Untuk algoritma Dijkstra yang digunakan pun juga kurang lebih adalah modifikasi dari algoritma yang ada di Geeksforgeeks. Jadi bisa dibilang kalau **pembagian kerjanya sama merata yaitu 50 - 50.**
# Laporan
## Deskripsi Solusi Paralel
Pada dasarnya solusi yang ditawarkan oleh kelompok kita bisa dibilang cukup sederhana. Stuktur data dari graf adalah sebuah adjacent matrix dari node i ke node j, pun sebaliknya. Maka kami membuat sebuah fungsi dengan nama `dijkstra` yang menerima sebuah source node dan mengembalikan *shortest distance* dari source yang menjadi masukannya menuju seluruh node lainnya. Setalah itu, dari semua proses yang tersedia, setiap proses di assign untuk menjalankan dijkstra pada source yang berbeda - beda dan mengirimkan kembali array shortest distance yang mereka hasilkan. Khusus untuk proses dengan rank 0, memiliki tugas tambahan untuk menggabungkan hasil dari proses proses yang lain (termasuk dia sendiri). Solusi yang kami gunakan sangat terkait dengan penggunaan metode `Send` dan `Receive` milik OpenMPI.
## Analisis Solusi
Solusi yang kami buat dapat memanfaatkan core-core lain dengan baik.

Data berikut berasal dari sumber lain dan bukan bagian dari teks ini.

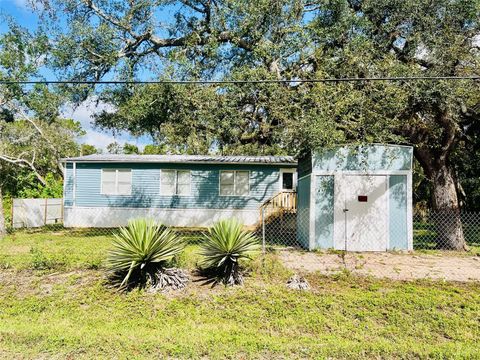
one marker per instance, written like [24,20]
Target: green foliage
[225,245]
[140,249]
[63,313]
[53,187]
[87,149]
[130,149]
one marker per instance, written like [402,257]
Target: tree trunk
[3,229]
[447,211]
[444,198]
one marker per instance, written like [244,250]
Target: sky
[18,10]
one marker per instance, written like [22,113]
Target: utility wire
[201,82]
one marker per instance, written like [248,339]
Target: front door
[366,213]
[288,180]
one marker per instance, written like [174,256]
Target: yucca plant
[140,253]
[225,244]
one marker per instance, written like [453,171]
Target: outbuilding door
[366,213]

Dikarenakan pada solusi sekuensial penggunaan dijkstra untuk tiap-tiap source node tidak ada dependency antara satu sama lain, jika kami membagikan proses dijkstra untuk setiap source node ke proses yang berbeda-beda, maka mereka tidak memerlukan komunikasi antara satu proses dengan proses lainnya. Yang mereka cukup lakukan adalah mengirimkan kepada master process hasil dari algoritma dijkstra yang telah mereka buat i.e. shortest path dari source node yang mereka dapat ke setiap node lainnya.

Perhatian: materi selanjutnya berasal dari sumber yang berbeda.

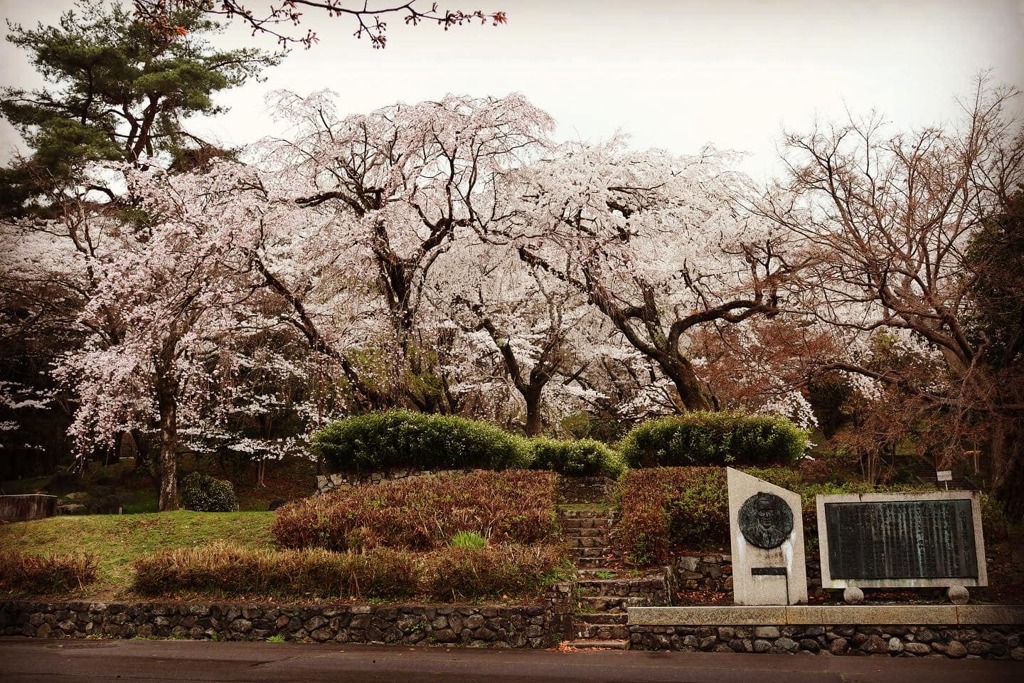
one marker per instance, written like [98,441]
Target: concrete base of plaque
[767,530]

Selain itu, dengan dipekerjakannya process rank 0 untuk ikut mengerjakan Dijkstra akan menambah efektivitas algoritma, dikarenakan process tersebut tidak perlu idle hanya menunggu proses lain menyelesaikan komputasi dijkstra untuk dikirim kepadanya.
## Jumlah Thread
Pada percobaan yang kami lakukan, kami menggunakan sebanyak 10 proses untuk semua node yang kami coba. Alasan menggunakan sebanyak 10 proses dikarenakan diantara banyak proses-proses lain yang kami lakukan, angka ini merupakan angka yang cukup optimal untuk menjalankan dijkstra pada 100 node. Jika kami menambahkannya, maka overhead pada tiap proses akan lebih banyak dan membuat algoritma kami menjadi lambat. Sebagai tambahan, kami juga sudah mencoba coba dengan beberapa angka lain seperti 30 dan 50, namun dengan 30 atau 50 proses, tidak dapat menjalankan program yang menerima 1000 atau 3000 node.
## Pengukuran Kinerja
Pengukuran kinerja kami lakukan dengan cara menghitung berapa lama waktu yang dibutuhkan untuk membuat shortest path matrix untuk tiap node tanpa menghitung waktu pembuatan graf.